Janis taking steps to earn Aaron Rodgers' trust
Jeff Janis, shuffling some 60 yards downfield, tracked Green Bay Packers quarterback Aaron Rodgers’ pass like a center fielder Monday afternoon.
He had beaten Sam Shields, running two, three strides past the Packers' top cornerback as Rodgers escaped the pocket. With Rodgers’ pass nearly scraping the Don Hutson Center’s ceiling, Shields scrambled to recover. He closed on Janis just in time to jump for the football, mirroring a point guard boxing out for the rebound.

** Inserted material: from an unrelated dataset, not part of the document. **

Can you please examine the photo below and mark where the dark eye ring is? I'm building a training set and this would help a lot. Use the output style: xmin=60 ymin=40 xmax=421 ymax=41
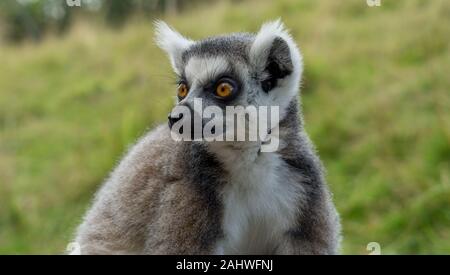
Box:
xmin=214 ymin=77 xmax=238 ymax=99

What happened next was the clearest déjà vu. With Janis and Shields both in the air near the left sideline, Rodgers’ pass bounced off Shields’ hands. The football deflected straight in the air as Shields fell to the ground. Janis settled underneath it.
Make that three Hail Mary catches for the Packers receiver in 2016, six months after catching two on the same drive in the Packers' miracle, game-tying final possession at Arizona in the NFC divisional playoff game.
Three is more than a fluke. Three is a trend. Janis, it seems, is a magnet for Hail Mary passes.
“Jeff’s a big target,” coach Mike McCarthy said after practice. “I think the play he made today was really good concentration on his part, competing through the interaction with the DB and the tip of the ball, and keep playing. He’s a very strong wide receiver. I think that’s what surprises people, but he uses his strength and his speed.”
It is only June. No jobs are won in organized team activities, let alone games. For an offseason practice, Janis’ catch Monday could be more important than most.
For the 2014 seventh-round receiver with all kinds of physical talent, the battle has been earning Rodgers’ trust. Janis has all the speed, strength and size any quarterback could want. None of it matters if he runs the wrong route.
Rodgers didn’t necessarily show trust Monday — a summer interception doesn’t carry the same weight as the fall — but it certainly could have been a critical test for the third-year receiver. The two-time MVP quarterback doesn’t doubt Janis’ talent, he said. Before he can trust a receiver in a game, he needs to be consistent on the practice field.
“I need to see it in practice,” Rodgers said. “I’ve said it for a long time. I need to see those type of plays in practice. Had I seen that play in practice last year, I wouldn’t have been so apprehensive about the Hail Mary at the end of the season when the ball was in the air. But no, those plays are great.”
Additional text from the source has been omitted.